Thanks for doing this.  I will try to make time to measure both with
and without this patch over the coming week.

Also, apologies for not responding earlier to your messages circa May
18 (dratted allergies!).  I was careless in describing Yamamoto-san's
original patch from 2003.  That patch collapsed all _device_
interrupts to a single level; IPI and timers were separate.

OTOH, the more I measure maximum TCP throughput (with ttcp-like tests),
the more convinced I become that what we (I) really need is a "pipeline" or
"dataflow" TCP, where multiple CPUs can process a single flow.  The tests
I've done so far indicate that, with TSO on wm(4) and a moderate-to-fast CPU,
NetBSD's TCP can send at about 2x the rate it can receive.

The implications for single-stream TCP max throughput are obvious.

If we start going down route of making the network stack even partially
SMP-safe, then I think the consensus on tech-kern is that we'll also
need to head in the direction of making all interrupts ordered; with
associated, hierarchically-ordered (spin)locks at each level.

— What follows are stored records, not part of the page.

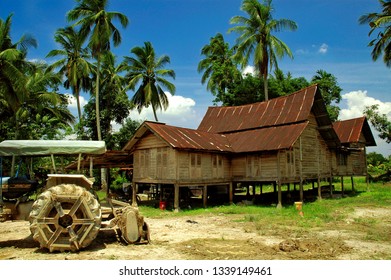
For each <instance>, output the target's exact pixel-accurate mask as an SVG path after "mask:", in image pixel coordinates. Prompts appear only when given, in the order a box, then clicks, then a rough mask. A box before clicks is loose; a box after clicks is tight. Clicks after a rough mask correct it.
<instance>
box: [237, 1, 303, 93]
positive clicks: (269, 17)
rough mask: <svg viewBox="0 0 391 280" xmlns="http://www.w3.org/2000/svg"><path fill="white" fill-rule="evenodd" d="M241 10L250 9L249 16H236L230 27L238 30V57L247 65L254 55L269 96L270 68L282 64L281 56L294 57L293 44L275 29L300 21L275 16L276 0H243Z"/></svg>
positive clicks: (260, 76)
mask: <svg viewBox="0 0 391 280" xmlns="http://www.w3.org/2000/svg"><path fill="white" fill-rule="evenodd" d="M241 10H242V11H244V12H245V13H247V15H248V17H245V16H234V17H233V18H231V21H230V23H231V24H237V25H236V26H234V27H232V28H230V29H229V32H237V33H238V34H239V37H238V38H237V40H236V46H237V49H236V54H235V56H236V58H237V59H238V61H239V62H240V64H241V65H242V67H243V68H244V67H246V66H247V65H248V63H249V60H250V57H251V56H253V62H254V66H255V68H256V70H257V72H258V74H259V77H260V78H263V80H264V91H265V99H266V100H268V99H269V95H268V84H267V78H268V74H269V68H270V70H271V69H272V68H273V67H275V68H278V63H277V59H278V58H282V57H283V56H284V55H288V56H289V57H290V58H292V57H293V55H292V52H291V50H290V49H289V47H288V46H287V45H286V44H285V43H284V42H283V41H281V40H280V39H278V38H277V37H276V36H274V35H273V33H274V32H278V31H282V30H284V29H288V30H296V29H297V25H296V23H295V22H294V21H292V20H289V19H279V20H276V19H274V18H273V16H272V12H273V7H272V0H264V1H263V3H259V2H258V0H243V2H242V6H241Z"/></svg>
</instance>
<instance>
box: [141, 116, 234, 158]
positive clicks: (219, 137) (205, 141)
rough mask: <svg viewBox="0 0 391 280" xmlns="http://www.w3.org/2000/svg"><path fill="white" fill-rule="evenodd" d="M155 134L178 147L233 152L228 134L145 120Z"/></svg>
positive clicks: (173, 146) (176, 146)
mask: <svg viewBox="0 0 391 280" xmlns="http://www.w3.org/2000/svg"><path fill="white" fill-rule="evenodd" d="M145 125H146V126H148V127H149V128H150V129H151V130H152V131H153V132H154V133H155V135H157V136H159V137H161V138H162V139H163V140H164V141H166V142H167V143H168V144H170V145H171V146H172V147H173V148H177V149H192V150H205V151H218V152H232V149H231V147H230V144H229V142H228V139H227V137H226V136H224V135H221V134H215V133H208V132H204V131H198V130H194V129H188V128H181V127H175V126H170V125H165V124H161V123H153V122H145Z"/></svg>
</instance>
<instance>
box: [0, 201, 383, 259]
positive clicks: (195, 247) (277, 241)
mask: <svg viewBox="0 0 391 280" xmlns="http://www.w3.org/2000/svg"><path fill="white" fill-rule="evenodd" d="M366 218H368V219H371V221H374V220H375V221H378V222H379V223H381V224H382V231H383V232H380V233H379V234H380V235H381V234H391V208H357V209H355V211H354V212H353V214H351V215H350V216H349V217H348V218H347V219H346V220H344V221H342V222H340V224H339V225H338V227H333V228H330V229H326V230H325V229H324V228H322V229H317V228H313V229H310V230H308V229H307V230H306V231H305V232H303V234H300V235H298V234H297V230H295V231H290V230H289V225H288V226H287V227H286V228H284V229H279V228H278V229H276V231H275V232H273V234H272V232H271V231H267V233H264V232H263V233H262V231H258V230H256V229H254V226H253V225H252V224H251V223H249V222H248V221H247V222H246V221H244V220H243V217H242V215H227V214H219V215H207V216H205V215H202V216H201V215H200V216H181V217H170V216H169V215H168V216H167V217H165V218H159V219H157V218H156V219H153V218H146V219H145V220H146V222H147V223H148V224H149V225H150V228H151V238H152V243H151V244H141V245H125V244H124V243H123V242H121V241H120V240H119V239H118V236H117V234H116V232H115V231H113V230H101V231H100V233H99V234H98V237H97V238H96V239H95V240H94V241H93V243H92V244H91V245H90V246H89V247H87V248H86V249H84V250H82V251H80V252H78V253H70V252H63V253H49V252H48V251H46V250H44V249H40V248H39V245H38V244H37V243H36V242H35V241H34V240H33V239H32V236H31V234H30V231H29V222H27V221H7V222H4V223H0V260H1V259H2V260H12V259H15V260H75V259H76V260H124V259H134V260H143V259H147V260H170V259H172V260H214V259H229V260H235V259H249V260H250V259H265V260H267V259H277V260H287V259H298V260H300V259H313V260H317V259H321V260H327V259H332V260H368V259H390V258H391V253H390V252H391V243H390V242H388V241H381V238H380V240H369V239H368V238H367V236H366V234H365V232H364V231H363V229H362V228H359V227H358V228H357V227H355V225H354V224H355V223H354V222H353V221H354V220H355V219H366ZM388 240H389V239H388Z"/></svg>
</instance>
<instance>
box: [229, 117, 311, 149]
mask: <svg viewBox="0 0 391 280" xmlns="http://www.w3.org/2000/svg"><path fill="white" fill-rule="evenodd" d="M307 124H308V122H303V123H298V124H291V125H284V126H274V127H267V128H259V129H255V130H246V131H242V132H236V133H231V134H227V138H228V140H229V142H230V143H231V146H232V149H233V151H234V152H236V153H244V152H259V151H274V150H280V149H289V148H291V147H292V146H293V145H294V144H295V142H296V141H297V139H298V138H299V137H300V135H301V134H302V132H303V131H304V129H305V128H306V127H307Z"/></svg>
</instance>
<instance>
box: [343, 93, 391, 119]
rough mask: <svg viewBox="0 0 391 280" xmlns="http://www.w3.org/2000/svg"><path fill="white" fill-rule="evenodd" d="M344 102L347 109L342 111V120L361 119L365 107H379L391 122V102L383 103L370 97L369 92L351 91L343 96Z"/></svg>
mask: <svg viewBox="0 0 391 280" xmlns="http://www.w3.org/2000/svg"><path fill="white" fill-rule="evenodd" d="M342 100H345V102H346V105H347V108H346V109H341V112H340V119H341V120H346V119H352V118H357V117H361V116H362V115H363V112H364V110H365V107H367V106H372V105H378V106H379V113H381V114H386V115H387V116H388V118H389V119H390V120H391V102H383V101H380V100H378V99H375V98H373V97H371V96H368V94H367V91H362V90H358V91H351V92H349V93H346V94H343V95H342Z"/></svg>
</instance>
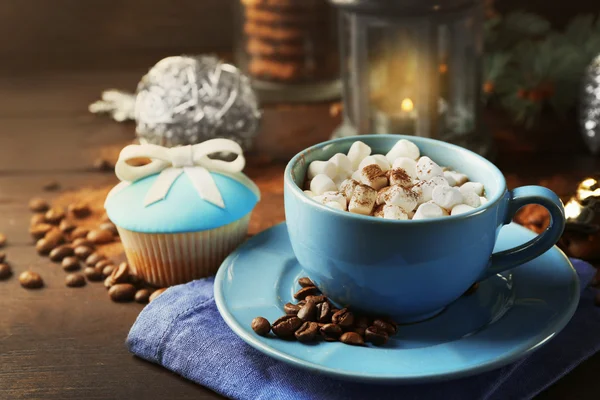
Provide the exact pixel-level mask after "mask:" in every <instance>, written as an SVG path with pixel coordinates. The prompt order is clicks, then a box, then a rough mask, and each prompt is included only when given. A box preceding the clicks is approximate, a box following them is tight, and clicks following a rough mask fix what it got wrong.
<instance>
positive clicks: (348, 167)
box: [329, 153, 354, 179]
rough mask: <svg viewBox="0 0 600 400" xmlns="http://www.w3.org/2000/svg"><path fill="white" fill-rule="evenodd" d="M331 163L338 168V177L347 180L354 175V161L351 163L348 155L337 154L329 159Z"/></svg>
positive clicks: (337, 172) (337, 171)
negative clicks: (353, 162) (353, 172)
mask: <svg viewBox="0 0 600 400" xmlns="http://www.w3.org/2000/svg"><path fill="white" fill-rule="evenodd" d="M329 162H330V163H332V164H334V165H335V166H336V168H337V173H336V177H339V178H343V179H346V178H347V177H349V176H350V175H352V171H353V170H354V169H353V168H352V161H350V159H349V158H348V156H347V155H345V154H343V153H337V154H335V155H334V156H333V157H331V158H330V159H329Z"/></svg>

Have you thought about that at all?

[I have my own ideas about where to get the most "bang-for-buck", in
terms of yield for [S]MOP effort, for multi-CPU TCP throughput: make
socket buffers SMP-safe, and process receive-side TCP up into the
socket buffer at splsoftnet(), while allowing a separate CPU to do the
upper-half copyout() in process context.  But that's a separate discussion.]